Finance & Cyber Security: Uncovering major non-obvious financial gains and losses associated with corporate cyber security events

My DPhil research project "Finance & Cyber Security: Uncovering major non-obvious financial gains and losses associated with corporate cyber security events" at the University of Oxford sets out to explore hidden costs stemming from firms' cyber security events. I explore firm value implications of investments in cyber security, changes in cost of capital following security breaches, and corporate insiders' knowledge and exploitation of security breaches and vulnerabilities.

Specifically, I analysed the stock market impact of information security investments focusing on security standards. Such investments do not only have the potential to reduce financial penalties and losses associated with data breaches, but may also help to enhance reputation, win new business, and improve business processes. I found that certifications according to the UK's Cyber Essentials scheme are systematically associated with significant and positive market reactions. Becoming ISO/IEC 27001 compliant, however, elicits significant negative abnormal stock returns.

Furthermore, I established that security breaches are associated with a statistically and economically significant increase in cost of equity. Analysing a large US-focused sample of severe security breaches I found that capital market participants ascribe a higher risk, measured in terms of beta factors, to breached companies. Additionally, downside betas particularly increase following a security breach, which indicates that when markets yield negative returns, breached firms are particularly susceptible to increases costs of equity. The findings carry important implications for firms' cost of capital, that is, the costs of obtaining funding from external capital providers.

My research has been published by highly regarded outlets such as the Workshop on the Economics of Information Security (WEIS). The research project is of high relevance to academia and practitioners as previous research has focused mainly on obvious costs associated with cyber security and thereby neglected non-obvious losses to firms and society at large. The aim of my research is to establish a more holistic view on losses stemming from cyber (in-)security. The outcomes of my analyses will inform academic frameworks and executive decision making regarding information security investments.

The novelty of my research methodology stems from the novel (a) perspective on cyber security costs; (b) datasets used; and (c) financial methodologies applied to cyber security. First, I introduce new perspectives on accounting for benefits and losses associated with cyber security (breaches). By highlighting non-obvious economic implications associated with cyber security, academics and practitioners can form a more sophisticated view on cyber security costs and benefits. My research can inform novel frameworks to help guiding information security investment endeavours. Second, I analyse previously-unused (financial) datasets to inform information security decision making. Introducing novel empirical evidence to the nascent field of cyber security investments is of high relevance as data is a scarce economic resource in this area of research. Third, I use well-established analytical methods from the financial economics literature to analyse cyber security phenomena. For instance, establishing changes in dual-beta systematic risk models following security breaches is novel to the information security economics literature.

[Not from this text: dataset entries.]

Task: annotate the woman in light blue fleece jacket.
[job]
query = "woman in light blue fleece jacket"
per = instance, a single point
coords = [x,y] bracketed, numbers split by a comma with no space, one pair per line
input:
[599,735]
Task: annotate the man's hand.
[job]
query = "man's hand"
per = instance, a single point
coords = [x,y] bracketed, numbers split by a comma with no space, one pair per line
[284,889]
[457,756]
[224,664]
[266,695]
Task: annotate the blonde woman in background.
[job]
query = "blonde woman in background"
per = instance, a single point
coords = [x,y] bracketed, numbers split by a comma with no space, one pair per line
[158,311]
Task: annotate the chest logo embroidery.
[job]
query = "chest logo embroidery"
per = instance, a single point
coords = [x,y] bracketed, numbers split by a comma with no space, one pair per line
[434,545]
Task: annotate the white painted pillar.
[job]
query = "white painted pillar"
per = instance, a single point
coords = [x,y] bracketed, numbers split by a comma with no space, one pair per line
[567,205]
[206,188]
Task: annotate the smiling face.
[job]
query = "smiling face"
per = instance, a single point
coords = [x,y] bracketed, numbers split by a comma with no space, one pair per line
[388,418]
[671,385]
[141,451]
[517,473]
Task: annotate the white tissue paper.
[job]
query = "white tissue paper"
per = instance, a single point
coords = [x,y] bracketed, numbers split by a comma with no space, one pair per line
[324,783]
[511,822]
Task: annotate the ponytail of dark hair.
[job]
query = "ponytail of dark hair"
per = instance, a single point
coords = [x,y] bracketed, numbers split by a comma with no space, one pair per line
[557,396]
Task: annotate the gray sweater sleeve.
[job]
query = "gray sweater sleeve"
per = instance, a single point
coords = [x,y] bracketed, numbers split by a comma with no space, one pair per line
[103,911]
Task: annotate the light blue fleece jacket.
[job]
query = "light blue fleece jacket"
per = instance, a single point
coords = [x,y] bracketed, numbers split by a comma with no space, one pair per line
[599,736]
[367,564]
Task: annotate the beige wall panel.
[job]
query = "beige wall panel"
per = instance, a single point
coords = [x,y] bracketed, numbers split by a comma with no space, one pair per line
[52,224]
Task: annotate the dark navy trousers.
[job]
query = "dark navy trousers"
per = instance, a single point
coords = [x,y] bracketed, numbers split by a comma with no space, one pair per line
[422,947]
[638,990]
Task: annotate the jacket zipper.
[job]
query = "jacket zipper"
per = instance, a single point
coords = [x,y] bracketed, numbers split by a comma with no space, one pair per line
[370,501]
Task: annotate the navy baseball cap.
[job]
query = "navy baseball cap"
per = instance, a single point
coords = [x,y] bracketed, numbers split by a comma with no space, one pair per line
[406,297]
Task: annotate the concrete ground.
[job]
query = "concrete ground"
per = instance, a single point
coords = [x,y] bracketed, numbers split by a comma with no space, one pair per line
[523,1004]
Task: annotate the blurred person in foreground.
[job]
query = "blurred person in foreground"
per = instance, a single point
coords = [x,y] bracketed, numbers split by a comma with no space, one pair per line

This project falls within the EPSRC Digital Economy research area.

One sub-research project involves using data provided by a London-based asset management firm. Furthermore, I am in frequent discussions with senior employees at an international risk management and insurance firm, who are interested in my research and apply findings to their business activities.

It is part of the nature of Cyber Security - and a key reason for the urgency in developing new research approaches - that it now is a concern of every section of society, and so the successful CDT will have a very broad impact indeed. We will ensure impact for:

* The IT industry; vendors of hardware and software, and within this the IT Security industry;

* High value/high assurance sectors such as banking, bio-medical domains, and critical infrastructure, and more generally the CISO community across many industries;

* The mobile systems community, mobile service providers, handset and platform manufacturers, those developing the technologies of the internet of things, and smart cities;

* Defence sector, MoD/DSTL in particular, defence contractors, and the intelligence community;

* The public sector more generally, in its own activities and in increasingly important electronic engagement with the citizen;

* The not-for-profit sector, education, charities, and NGOs - many of whom work in highly contended contexts, but do not always have access to high-grade cyber defensive skills.

Impact in each of these will be achieved in fresh elaborations of threat and risk models; by developing new fundamental design approaches; through new methods of evaluation, incorporating usability criteria, privacy, and other societal concerns; and by developing prototype and proof-of-concept solutions exhibiting these characteristics. These impacts will retain focus through the way that the educational and research programme is structured - so that the academic and theoretical components are directed towards practical and anticipated problems motivated by the sectors listed here.